A Delaware judge has dealt a significant blow to Tesla and its CEO Elon Musk, rejecting a shareholder vote to reinstate Musk’s multibillion-dollar compensation package, Al Jazeera reports.
Chancellor Kathaleen St. Jude McCormick of the Delaware Court of Chancery upheld her earlier ruling to void the deal, citing the Tesla board’s close ties to Musk and its failure to adequately protect shareholder interests.
In a 103-page opinion issued Monday, McCormick dismissed arguments that the shareholder vote should overturn her previous decision. She emphasized that allowing such a reversal would create a dangerous precedent, stating that it would make lawsuits “interminable” if courts allowed “defeated parties to create new facts for the purpose of revising judgments.” She criticized the legal arguments presented by Tesla’s defense team as “unprecedented theories” that contradicted established law.
McCormick further found that Tesla had made “material misstatements” to shareholders regarding the impact of their vote to reinstate the compensation package. The ruling sent Tesla shares down 1.4 percent in after-hours trading.
The judge also rejected a $5 billion fee request from the lawyers representing plaintiff Richard Tornetta, a Tesla shareholder who initiated the original lawsuit challenging the board’s independence from Musk. Instead, she awarded the lawyers $345 million.

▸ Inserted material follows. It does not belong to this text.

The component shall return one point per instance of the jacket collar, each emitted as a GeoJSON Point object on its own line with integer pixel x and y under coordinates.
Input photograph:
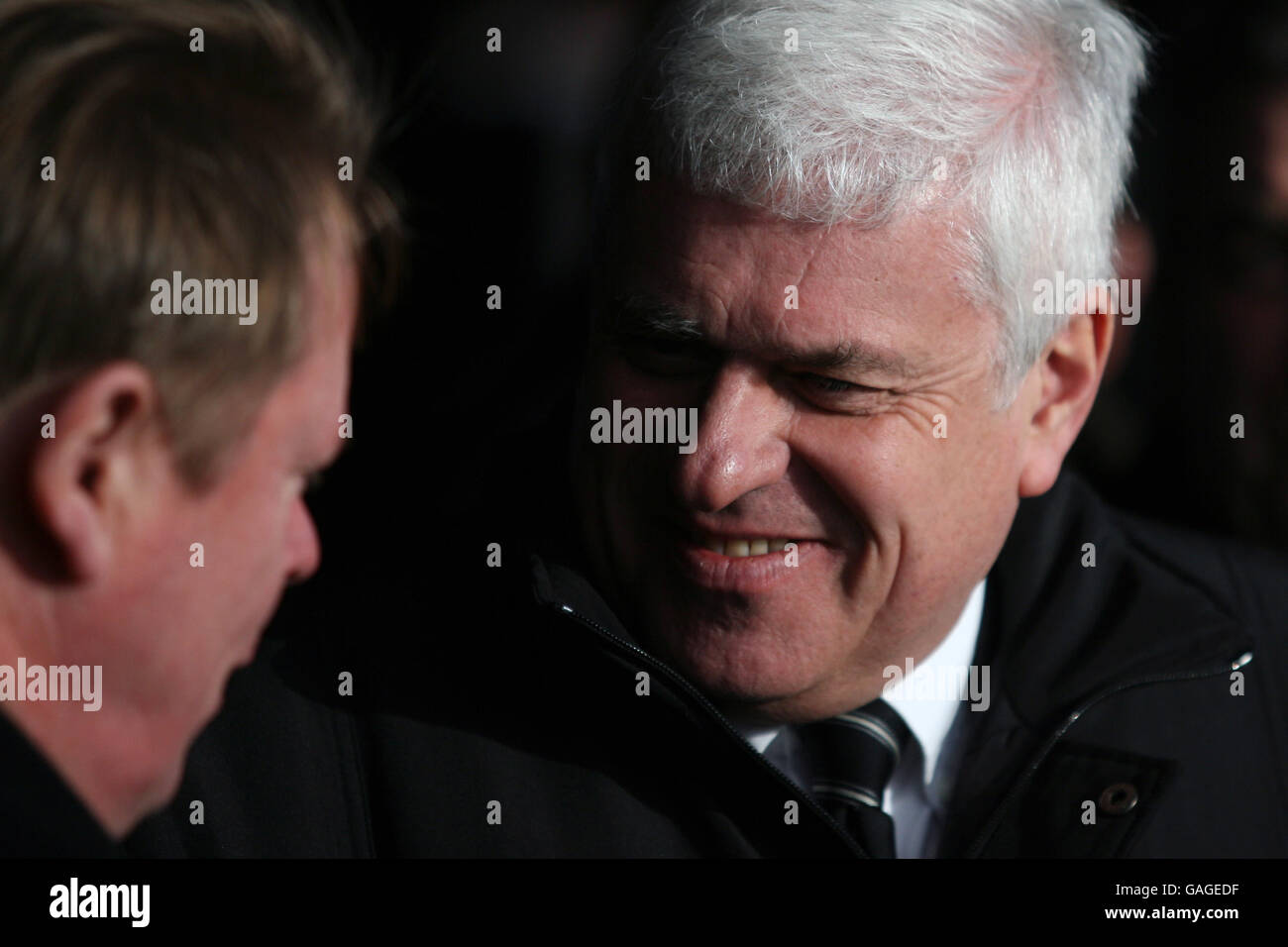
{"type": "Point", "coordinates": [1056, 629]}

Tesla strongly condemned the decision, calling it “wrong” and vowing to appeal. In a statement posted on X (formerly Twitter), the company asserted that the ruling effectively allows “judges and plaintiffs’ lawyers [to] run Delaware companies rather than their rightful owners – the shareholders.”
Musk echoed this sentiment on X, arguing that “shareholders should control company votes, not judges,” and labeling McCormick an “activist posing as a judge.”
Musk’s 2018 compensation package, initially valued at $56 billion, has since ballooned to over $101 billion due to Tesla’s stock surge, particularly after the 2020 US presidential election. The plan structured his compensation as stock options tied to achieving specific company performance goals, all of which Musk met. These goals were centered on metrics including market capitalization, earnings, and sales, ultimately contributing to Musk becoming the world’s richest person.